Strydom is taking over as president of the Sask. Medical Association amid the COVID-19 pandemic. On the front lines he said he's heard a lot of worry and fatigue from physicians.

"The system has been strained significantly over the last year basically," he said.

"The variants of concern have a significant impact and it looks like the peak that it's causing now, it's more difficult to contain."

Intensive care unit patients, he said, are getting younger, showing up sicker and staying longer than they have before, which is contributing to the concern physicians are feeling.

Strydom said as long as the province showed flexibility and a willingness to introduce stricter measures if and where needed, he was cautiously optimistic about the possibility of bringing an end to the pandemic.
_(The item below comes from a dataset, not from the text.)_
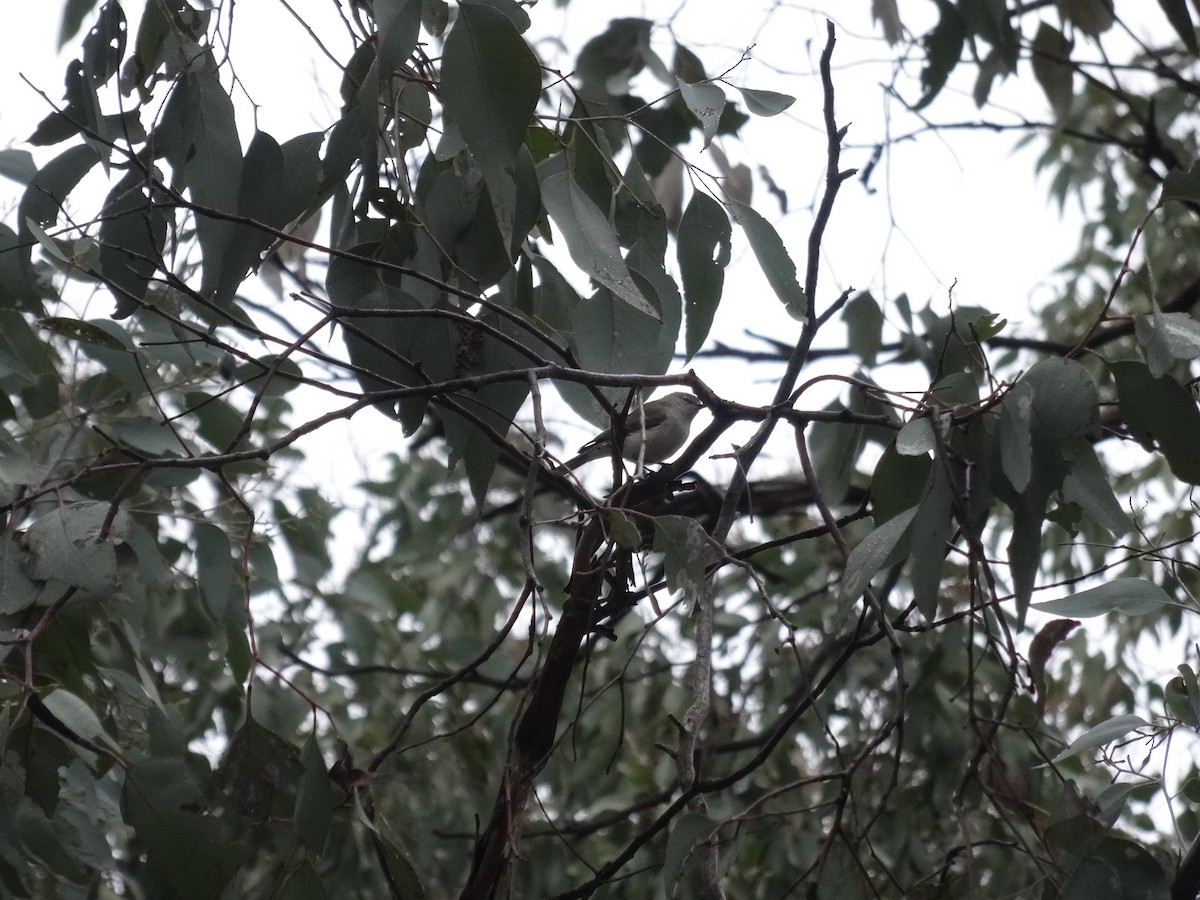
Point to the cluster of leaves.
(201, 701)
Two milestones need to be reached and three weeks needs to pass before the province moves into its reopening strategy.

Vaccinations will open to anyone over the age of 18 on May 18 — when the 16 and above category becomes eligible — and Saturday's COVID-19 update said nearly 70 per cent of those over the age of 40 received their first dose of vaccine.

Once those benchmarks are reached and sustained, Step 1 of the provincial plan comes into effect.
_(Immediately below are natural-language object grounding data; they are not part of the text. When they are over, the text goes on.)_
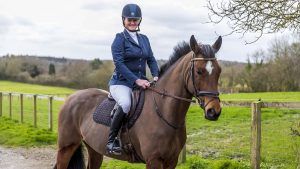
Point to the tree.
(34, 71)
(257, 16)
(95, 64)
(51, 69)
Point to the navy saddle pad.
(102, 114)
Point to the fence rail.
(255, 121)
(34, 106)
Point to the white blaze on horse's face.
(209, 67)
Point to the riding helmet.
(131, 11)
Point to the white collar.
(131, 33)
The number of COVID-19 patients receiving intensive care would also be considered before the province moves into the next step of the reopening plan, Premier Scott Moe said last week.

On the flip side of the coin, the rules within the province's reopening plan are subject to change should the laid-out vaccination targets not be met.

Access to rural health care a priority

Pandemic aside, Strydom also wants to look into increasing access to rural health care in Saskatchewan.

Strydom grew up in rural southwest Africa — now Namibia — where he said he became more aware about issues around rural access to healthcare.

He arrived in Canada in 2003 after working for five years in Paarl Hospital in South Africa, where he trained as a generalist and obtained post-graduate diplomas in anesthesiology and obstetrics.

Strydom practised as a family doctor for two months in Redvers before moving to Melfort, where he provides a full-service family practice and his work includes anesthesia, surgery and palliative care services.

The mixed bag of services he can provide is part of what keeps him in rural Saskatchewan, but it also allows him to have an impact on people's lives in other ways.

"[It's also] the connection we have with rural outpatients, the cradle-to-grave medicine, the fact that we can make a big difference," Strydom said in an interview with CBC News.

"It's a lot of work and it's long hours but it's very satisfying."

He plans to focus on supporting rural healthcare as the association's president through doing what he can to make working rurally attractive to doctors.

Strydom said part of doing so is finding fair compensation for doctors who work rurally, which he said from his experience and that of his peers often comes with quite a heavy workload.

The other part attracting doctors to rural Saskatchewan, he said, comes in ensuring the proper tools are in place to develop, enhance and maintain doctors' skills and support capabilities in rural areas to provide quality care to their patients.

Strydom is to serve a one-year term as the medical association's president and replaces Dr. Barb Konstantynowicz, a doctor from Regina.